We aren’t particular history buffs, but we do like to learn a bit about the areas we visit including why and how the places came to be.  Salt Lake City , or SLC, was founded by Brigham  Young and other Mormon followers back in 1847.  Pat and I could definitely see why they chose this spot.  For one, if they struggled over those mountain peaks and then found themselves in the flat valley, I’m sure they were quite eager to stop and settle.  We saw lots of sheep, horses and cattle driving in, and everything was so green.  Stark comparison to the sagebrush and rocks on the other side of the mountains.   So, it seemed fitting that we venture downtown to see the Mormon Temple and the square.

Temple Square was beautifully landscaped and filled with flowering trees, tulips, poppies and other colorful flowers.  Obviously they had better weather before we arrived.  The organist was even practicing in the Tabernacle for a recital later in the day and we were able to take a peek inside and listen in.  As a kid, I remember watching the Mormon Tabernacle Choir on TV.  Mom was a big fan and if they or the Boston Pops were on, we watched.

Downtown was so very clean, and loaded with people walking around Temple Square and to the surrounding upscale stores.


Jackson was on his best behavior amongst all the people.  I think in these situations some of his former service-dog-in-training skills kick in and he is really extraordinarily well mannered.  Two people asked permission to pet him and he always loves that.

Great Salt Lake

We just couldn’t leave the area without seeing The Lake.  And what a day to see it.  Stunningly beautiful even if it was still a little biting with the wind.

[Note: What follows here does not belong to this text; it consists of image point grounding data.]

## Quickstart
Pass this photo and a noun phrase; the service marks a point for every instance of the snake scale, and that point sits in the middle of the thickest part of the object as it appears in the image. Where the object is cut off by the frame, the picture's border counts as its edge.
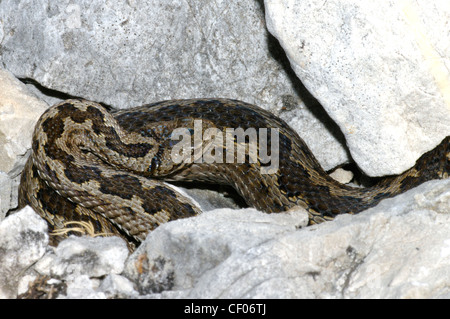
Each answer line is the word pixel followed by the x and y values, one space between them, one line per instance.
pixel 109 169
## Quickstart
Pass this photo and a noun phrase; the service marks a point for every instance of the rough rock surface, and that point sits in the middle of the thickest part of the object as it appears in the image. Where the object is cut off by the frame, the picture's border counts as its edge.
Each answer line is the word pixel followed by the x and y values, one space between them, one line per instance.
pixel 23 241
pixel 380 69
pixel 129 53
pixel 19 111
pixel 398 249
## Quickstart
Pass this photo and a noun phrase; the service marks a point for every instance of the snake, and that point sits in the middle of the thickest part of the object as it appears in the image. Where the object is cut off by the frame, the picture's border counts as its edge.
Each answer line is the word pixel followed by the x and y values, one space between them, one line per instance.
pixel 113 169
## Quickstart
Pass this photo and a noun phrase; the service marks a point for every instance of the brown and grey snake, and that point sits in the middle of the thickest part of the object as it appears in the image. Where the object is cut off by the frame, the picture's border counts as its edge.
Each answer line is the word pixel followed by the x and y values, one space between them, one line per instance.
pixel 109 169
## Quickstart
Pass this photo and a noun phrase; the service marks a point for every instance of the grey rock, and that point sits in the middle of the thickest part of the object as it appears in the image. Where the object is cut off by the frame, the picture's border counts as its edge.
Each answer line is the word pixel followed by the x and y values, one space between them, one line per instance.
pixel 379 69
pixel 398 249
pixel 23 241
pixel 77 256
pixel 126 53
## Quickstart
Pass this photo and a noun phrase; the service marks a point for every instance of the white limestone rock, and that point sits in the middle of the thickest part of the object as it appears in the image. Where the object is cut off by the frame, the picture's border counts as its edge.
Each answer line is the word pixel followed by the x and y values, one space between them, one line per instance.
pixel 19 112
pixel 379 68
pixel 132 53
pixel 399 249
pixel 90 256
pixel 23 241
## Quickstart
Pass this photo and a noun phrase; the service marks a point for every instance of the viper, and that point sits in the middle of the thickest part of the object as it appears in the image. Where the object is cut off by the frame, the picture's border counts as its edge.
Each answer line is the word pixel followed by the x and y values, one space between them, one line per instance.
pixel 110 169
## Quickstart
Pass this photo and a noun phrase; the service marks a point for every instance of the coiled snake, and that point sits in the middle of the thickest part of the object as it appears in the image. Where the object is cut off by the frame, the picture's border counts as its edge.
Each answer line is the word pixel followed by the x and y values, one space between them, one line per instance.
pixel 108 168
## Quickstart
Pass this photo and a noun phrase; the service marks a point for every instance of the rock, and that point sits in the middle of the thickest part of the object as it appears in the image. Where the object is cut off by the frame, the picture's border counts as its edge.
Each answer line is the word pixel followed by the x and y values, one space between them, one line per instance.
pixel 398 249
pixel 23 241
pixel 91 257
pixel 176 255
pixel 19 111
pixel 131 53
pixel 379 70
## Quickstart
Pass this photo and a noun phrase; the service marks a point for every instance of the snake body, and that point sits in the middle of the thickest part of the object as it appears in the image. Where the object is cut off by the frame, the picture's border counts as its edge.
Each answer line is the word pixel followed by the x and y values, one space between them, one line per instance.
pixel 109 169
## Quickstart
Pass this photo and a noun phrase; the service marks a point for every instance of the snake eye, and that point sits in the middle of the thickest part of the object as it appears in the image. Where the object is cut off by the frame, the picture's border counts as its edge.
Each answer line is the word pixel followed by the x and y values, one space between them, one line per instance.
pixel 154 165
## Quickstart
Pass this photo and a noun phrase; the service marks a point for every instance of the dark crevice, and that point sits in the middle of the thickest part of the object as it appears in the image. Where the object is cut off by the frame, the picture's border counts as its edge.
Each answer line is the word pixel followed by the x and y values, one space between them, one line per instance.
pixel 55 93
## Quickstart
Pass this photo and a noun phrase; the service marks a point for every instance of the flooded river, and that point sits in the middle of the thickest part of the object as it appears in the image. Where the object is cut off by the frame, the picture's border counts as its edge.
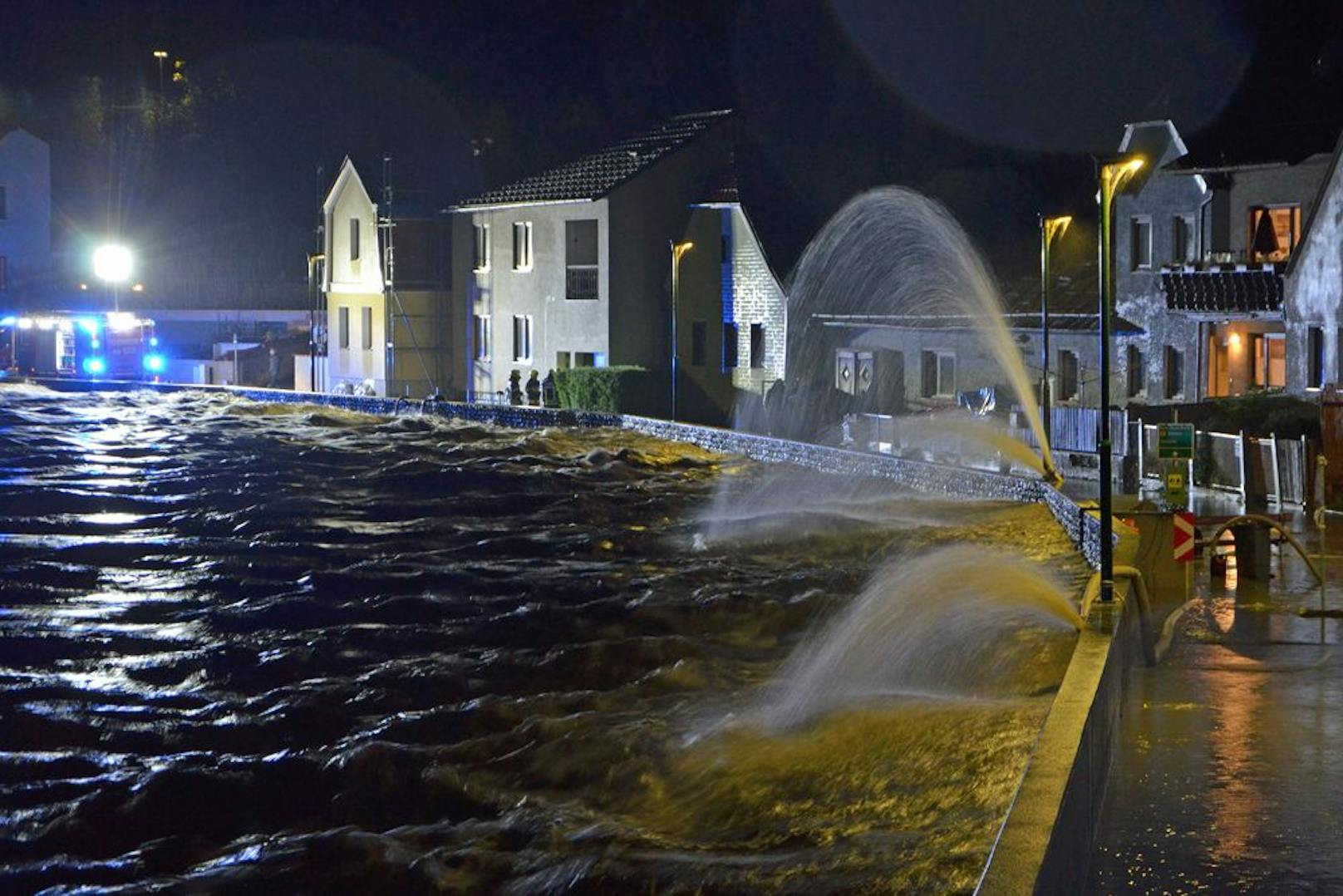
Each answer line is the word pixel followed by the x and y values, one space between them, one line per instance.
pixel 261 647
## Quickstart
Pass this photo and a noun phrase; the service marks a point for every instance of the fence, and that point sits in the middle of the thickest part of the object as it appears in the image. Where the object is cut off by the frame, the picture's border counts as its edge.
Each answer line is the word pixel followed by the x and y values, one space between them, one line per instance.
pixel 1253 466
pixel 1076 429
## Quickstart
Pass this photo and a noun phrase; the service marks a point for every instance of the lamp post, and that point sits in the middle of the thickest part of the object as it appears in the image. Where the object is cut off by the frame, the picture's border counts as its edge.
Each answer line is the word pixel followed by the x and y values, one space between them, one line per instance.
pixel 1049 229
pixel 1112 175
pixel 111 265
pixel 677 252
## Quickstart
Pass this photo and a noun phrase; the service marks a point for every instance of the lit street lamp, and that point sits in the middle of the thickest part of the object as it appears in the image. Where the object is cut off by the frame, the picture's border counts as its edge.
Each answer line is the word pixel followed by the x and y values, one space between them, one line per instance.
pixel 111 265
pixel 1049 229
pixel 677 252
pixel 1112 176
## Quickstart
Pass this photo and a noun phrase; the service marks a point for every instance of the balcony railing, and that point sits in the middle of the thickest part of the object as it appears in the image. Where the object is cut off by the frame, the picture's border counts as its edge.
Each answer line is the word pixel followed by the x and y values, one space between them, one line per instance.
pixel 580 281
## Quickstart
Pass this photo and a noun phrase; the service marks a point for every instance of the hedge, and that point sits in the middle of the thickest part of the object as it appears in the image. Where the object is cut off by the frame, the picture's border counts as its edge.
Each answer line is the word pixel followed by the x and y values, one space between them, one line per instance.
pixel 615 390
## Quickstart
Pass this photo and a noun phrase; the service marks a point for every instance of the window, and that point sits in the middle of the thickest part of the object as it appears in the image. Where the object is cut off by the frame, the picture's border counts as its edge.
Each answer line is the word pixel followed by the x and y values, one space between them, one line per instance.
pixel 1315 352
pixel 1273 231
pixel 1140 242
pixel 1066 375
pixel 730 346
pixel 580 259
pixel 484 337
pixel 939 374
pixel 521 337
pixel 1134 371
pixel 758 346
pixel 481 246
pixel 1174 372
pixel 523 244
pixel 1269 360
pixel 1183 246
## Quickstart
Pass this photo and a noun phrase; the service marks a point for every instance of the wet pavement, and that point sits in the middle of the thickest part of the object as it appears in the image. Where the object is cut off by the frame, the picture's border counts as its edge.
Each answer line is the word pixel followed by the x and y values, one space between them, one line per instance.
pixel 1227 773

I liked this picture the best, but there were many to choose from.  Here are a few more so you get a better sense of the surrounding area….


This shot shows the Oquirrh Mountains to the South of the lake.  It also shows the prominent smokestack for the smelter at the open-pit copper mine that lies on the other side of those same mountains.  This is the largest man-made excavation in the world producing not only copper, but also gold, silver, molybdenum, and sulfuric acid.  We would have loved to tour the grounds, but it isn’t open to the public.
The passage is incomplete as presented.